Semptomların bilhassa İnfluenza, parainfluenza üzere öteki virüs enfeksiyonlarıyla her vakit karıştırılabileceğine dikkat çeken Kaya, “Benzer semptom ve bulgularla gittiği için öbür birtakım virütik enfeksiyonlarla her vakit karıştırılabilirler. Gerçekten şu periyotta Korona virüsler tartıyla egemenlik kurmuş olmalarına karşın influenza ve öteki virüs enfeksiyonlarını da azımsanmayacak oranda görüyoruz.

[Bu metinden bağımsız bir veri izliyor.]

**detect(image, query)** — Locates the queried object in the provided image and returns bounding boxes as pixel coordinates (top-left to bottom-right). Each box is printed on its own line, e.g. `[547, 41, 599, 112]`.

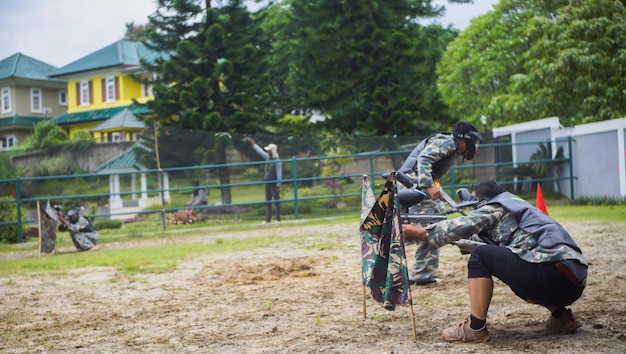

Bunları birbirlerinden her vakit klinik bulgularla ayırt edebilmemiz de mümkün değil; test yapmamız gerekiyor. En kesin ve en yanlışsız tanıya testler kararında varabiliriz” diye konuştu.
Pandeminin ne vakit biteceği konusunda kesin bir şey söylemenin mümkün olmayacağını belirten Kaya, “Bununla ilgili kesin bir şey söylemek mümkün değil lakin biraz da âlâ tarafınca bakmak istiyorum. Virüsün başlangıca bakılırsa giderek öldürücü tesirlerinin azalmış olması uyguna gerçek gidiş üzere kıymetlendirebilir lakin öte taraftan baktığımızda fazlaca süratli bir yayılım potansiyeli kazandı. ötürüsıyla bir kadro mutasyonlar geçirdiği bir kadro değişimlerle seyrettiğini söylememiz mümkün. kimi vakit bu mutasyonlar virüsün kendi sonunu da getirebiliyor. Tabiri caizse en yırtıcı haliyle karşımıza çıkıp daha sonrasında giderek vakit içerisinde aşikâr bir evcilleşme pozisyonuna hakikat bir yol alıp en sonunda da büsbütün en günahsız biçimiyle artık rutin hayatta kabul edilebilir hal alabiliyor yada ortadan kalkabiliyor bu tip salgınlar. İki binli yılların başındaki Korona virüs salgınlarında da bu deneyimlenmişti aslına bakarsan. Diliyorum ki bu sefer de misal bir senaryo olur ve bu son varyant olur” sözlerini kullandı.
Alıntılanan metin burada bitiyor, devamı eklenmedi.